Sometimes convincingly, sometimes not, Zuk attempts to deconstruct the Paleo idea that we’re stuck in evolutionary limbo with genes not adapted to our current environment. As a nutritionist, I’m particularly interested in the Paleo diet. I’m not a fan for a variety of reasons, but other than highlights citing research showing evidence of fossilized plant particles and starch grains embedded in Neanderthal dental plaque and the rapid evolution of lactose digestion, Zuk doesn’t come up with anything that warrants the “paleofantasy” label as far as food choices go.

In part, Zuk relies on off-the-wall comments from random bloggers and online discussion groups to bolster her argument. “I can’t be completely sure,” she writes, “but apparently some followers are eating horse fat. Is this really the solution to our health problems?”

I doubt any of the more notable Paleo advocates (Loren Cordain, Mark Sisson, or Robb Wolf, for example ) promotes eating horse fat or believes that’s the solution to our health crisis. At least I hope not. Including fringe comments distracted from the more serious and noteworthy aspects of the book.

I agree with Zuk’s assertion that we can’t use our ancestors as models for the way we should be eating today. Our fragmented knowledge of the Paleolithic era doesn’t clearly indicate who ate what. Or when. Ancient encampments are often littered with animal bones, giving the impression that early humans ate a lot of meat, but there’s not much evidence to leave behind if you’re a plant. Bones survive thousands of years, plants don’t—they decompose. As Zuk points out, dietary variability was linked to climate and specific environments. There was no one-size-fits-all ancestral diet, and there’s no one-size-fits-all modern diet.

What Zuk doesn’t mention specifically is gluten—a key player in the Paleo “grains are evil” philosophy.

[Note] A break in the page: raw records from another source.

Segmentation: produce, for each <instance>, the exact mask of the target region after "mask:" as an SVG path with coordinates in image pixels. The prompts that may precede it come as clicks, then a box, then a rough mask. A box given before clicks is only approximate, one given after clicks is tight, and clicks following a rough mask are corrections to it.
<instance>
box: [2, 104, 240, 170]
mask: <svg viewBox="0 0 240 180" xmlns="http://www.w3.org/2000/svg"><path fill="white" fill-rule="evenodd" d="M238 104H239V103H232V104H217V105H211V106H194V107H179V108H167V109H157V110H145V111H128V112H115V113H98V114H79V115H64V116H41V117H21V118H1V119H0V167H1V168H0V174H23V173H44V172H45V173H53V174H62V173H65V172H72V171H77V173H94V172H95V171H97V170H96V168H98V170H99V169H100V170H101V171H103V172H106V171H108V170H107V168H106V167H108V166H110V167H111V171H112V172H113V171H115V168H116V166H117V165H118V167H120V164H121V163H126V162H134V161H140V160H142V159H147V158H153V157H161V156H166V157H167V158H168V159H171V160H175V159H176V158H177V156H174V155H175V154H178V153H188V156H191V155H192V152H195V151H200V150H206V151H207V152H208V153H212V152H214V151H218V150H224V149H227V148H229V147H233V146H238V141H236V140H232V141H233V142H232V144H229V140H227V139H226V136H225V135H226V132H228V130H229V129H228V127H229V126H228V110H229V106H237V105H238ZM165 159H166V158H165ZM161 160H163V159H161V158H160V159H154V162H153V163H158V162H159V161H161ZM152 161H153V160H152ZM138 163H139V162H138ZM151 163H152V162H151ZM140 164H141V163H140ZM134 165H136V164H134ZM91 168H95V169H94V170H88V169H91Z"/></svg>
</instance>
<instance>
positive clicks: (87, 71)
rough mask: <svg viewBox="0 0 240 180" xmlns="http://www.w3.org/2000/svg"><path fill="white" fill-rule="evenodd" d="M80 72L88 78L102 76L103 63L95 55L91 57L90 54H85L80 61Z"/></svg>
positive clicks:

The domestication of wheat (and other cereal grains) 10,000 years ago and the progressive selection of varieties for specific characteristics gave rise to more than 25,000 genetic variations of wheat, many of them high yield with enhanced gluten content. Our ancient HLA (human leukocyte antigen) genes, specifically HLA DQ2 and HLA DQ8, don’t mix well with deamidated gluten peptides. That’s one piece of the anti-grain puzzle.

Another point that Zuk touches on is the increasing interest in the human gut microbiome, which includes all the microbes and their genetic elements that have become part of our internal environment. We have an intermingling of DNA taking place between our genes and those of our microbes. Zuk says that our “microbial companionship might even have directed our dietary evolution.” That’s an interesting concept that warrants further review. When it comes to healthy gut bacteria, recent research suggests that nutrient diversity matters, just as evolution intended.

Paleo advocates are right—our ancient ancestors didn’t rely on processed food, refined grains, table sugar, or dairy products. Zuk is also right. What our ancestors did eat and how they lived is largely speculation, and in some cases, it’s definitely “paleofantasy.”

Melissa McLean Jory is a Certified Nutrition Therapist from Golden, Colorado. She also has a degree in Exercise Science, a love for simple food, and a passion for wilderness adventure. Her book The Gluten-Free Edge: A Nutrition and Training Guide for Peak Athletic Performance and an Active Gluten-Free Life, co-written with Peter Bronski, is a bestseller on Amazon.com.